Give us your total budget. However, all the cards you have mentioned, the best two cards are GTS 450 and then HD 5670. GT520 and GT 440 is a crap card and they are only available in OEM package.


----------



## rajat100493 (May 17, 2011)

Cilus said:


> Give us your total budget. However, all the cards you have mentioned, the best two cards are GTS 450 and then HD 5670. GT520 and GT 440 is a crap card and they are only available in OEM package.

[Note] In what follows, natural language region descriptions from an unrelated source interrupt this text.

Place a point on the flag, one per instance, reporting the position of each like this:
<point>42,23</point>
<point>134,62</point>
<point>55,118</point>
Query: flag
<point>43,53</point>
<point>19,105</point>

can you please tell which one is better in gts 450 and gts250 and prices of all the mentioned cards...thanks... and my budget is around 3-5k...preferably nvidia on core i3 2100 with 4gb ddr3. also suggest a good psu for the config


----------



## Piyush (May 17, 2011)

for card 3-5 k, you have 2 choices
HD 5670 512mb/1gb @ 4.5k/5k
HD 6670 @ 5.5k
GTS 450 is better than GTS 250 and costs 6k-6.3k and at least you require FSP saga II 400w @ 1.8k for this to be safe

FSP saga II 350W @ 1.5k would be enough BUT not future upgrades are possible on this PSU
to be safe, go for FSP saga II 500W @ 2k


----------



## Lord073 (May 17, 2011)

For your budget of 3-5k HD5670 is the best among the models you've mentioned. GT440 and GT520 are crap cards and GTS250 and GTS450 will probably cost 1-1.5k more than your budget.


----------



## rajat100493 (May 17, 2011)

my local vendor sadi to me about using the psu of some company called supercomp 500W as it was only worth rs700. is it worth going for it or will it disfunction??


----------



## Lord073 (May 17, 2011)

NEVER go for those cheap power supplies if you wish longer life to your PC components...Go with the one Piyush has mentioned and avoid what your vendor is suggesting or you will end up with fried components...


----------



## Piyush (May 17, 2011)

rajat100493 said:


> my local vendor sadi to me about using the psu of some company called supercomp 500W as it was only worth rs700. is it worth going for it or will it disfunction??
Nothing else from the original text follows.